Apple has not yet updated Java 6 for OS X to Update 35.
Java 6, while immune to this weeks big security flaw, still needs a security update. Oracle's Update 35 to Java 6
includes a "security-in-depth fix." Exactly what this means, I don't know. How vulnerable this leaves Java 6 Mac users is not clear. I have not yet seen anything online that addresses this.
Linux users too, have a choice of Java suppliers. From what I read, this weeks security flaw only existed in Java 7 from Oracle. Java from other sources, was safe.
At this point, Java security flaws remind me of the movie Ground Hog day.
If you don't need Java, remove it. Sadly, as I mentioned previously
, it's not simple to determine if you need it. The home page of my JavaTester.org
site links to an Ed Bott article that lists some apps that require Java, and, extends his list too. If you don't use anything on these lists, then remove Java and see if anything breaks.
Also, Java is used both by websites and by native OS applications. The security flaws this week only applied to website usage. Java used by, Open Office or the OS X version of Crashplan, for example, was never a problem. If you need Java solely for native applications, then disable it in every web browser.
If Java is needed inside a browser, then it's now an unquestioned best practice, to disable Java in the browser you normally use and have it enabled in a second browser that is exclusively used on the site(s) where it's needed.
The only gotcha here is that it's virtually impossible to disable Java in Internet Explorer version 9. There is lots
of bad advice about this online. In fact, almost everything written on the subject is wrong. The gory details are best explained by US-CERT in Vulnerability Note VU#636312
. Even there, the section on disabling Java in IE has been completely re-written twice, at least.
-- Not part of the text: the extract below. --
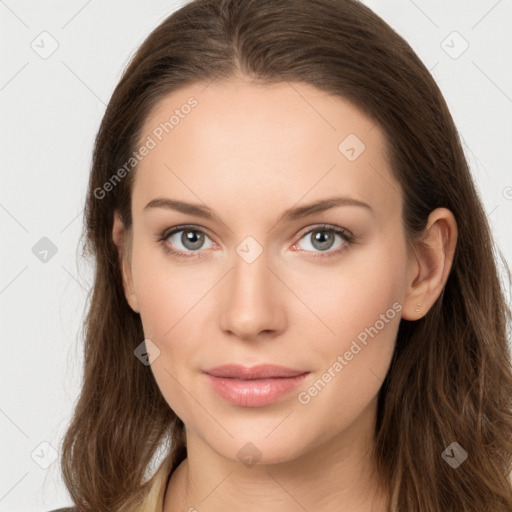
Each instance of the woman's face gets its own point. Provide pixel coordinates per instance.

Oracle takes a simple thing, identifying the version of their software, and complicates it terribly. So much so, that it confuses people who don't possess the secret Oracle decoder ring. Here's a cheat sheet for identifying Java 6 Update 35.
On my JavaTester.org
site, it is reported as 1.6.0_35
. The decoder ring tells you to ignore the first and third digits.
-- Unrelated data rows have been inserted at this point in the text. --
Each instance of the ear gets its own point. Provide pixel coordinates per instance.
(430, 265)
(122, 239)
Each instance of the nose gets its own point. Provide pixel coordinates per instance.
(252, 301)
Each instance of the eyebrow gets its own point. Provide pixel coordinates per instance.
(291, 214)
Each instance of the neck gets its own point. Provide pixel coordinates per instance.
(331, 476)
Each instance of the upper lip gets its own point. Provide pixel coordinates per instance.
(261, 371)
In the Windows 7 Control Panel, it is identified as version 220.127.116.11. No more leading "1", still the useless "0" in the middle and a new useless zero at the end.
In their Release Notes
Oracle says "The full version string for this update release is 1.6.0_35-b10
(where "b" means "build") and the version number is 6u35
Secunia's Online Software Inspector
identifies it as 6.0.350.10.
Again we see the useless zero in the middle and the decoder ring tells you to ignore the 10 at the end. Oh, and 350 is really 35.
Not to mention the many articles that refer to Java 6 as version 1.6 (or Java 7 as 1.7), which indicates the author does not have an Oracle decoder ring.
These last few days have seen more than their fair share of bad Java advice.
Just today, the "staff" at AppleInsider wrote
"Because Java came bundled with older versions of OS X like Leopard or Snow Leopard, Macs running the legacy software are potentially more vulnerable to the attack than those with the latest 10.8 Mountain Lion". Since the Leopard family of OS X can't run Java 7, they were actually safer all along.
Over at CNET, Topher Kessler wrote
"... this vulnerability is in new features in the Java 7 runtime ... so if you have older Java runtimes installed on your system then you will not need to patch them." On the contrary, Java 6 on Windows should be updated to Updated 35. And, if Apple releases an update to Java 6 for OS X, it too, should be installed.
And speaking of Java 6 Update 35, the Mozilla Plugin Check
says that it is "outdated". It is current and safe.
When it comes to Java 6 Update 35, the verdict is mixed. The page reports both that "An old version of Java has been detected on your system" and that the "Latest Java is installed".
Finally, anyone running a Chromebook or Chromebox
has been safe all along. They don't support Java at all, which is looking more and more like a good decision by Google.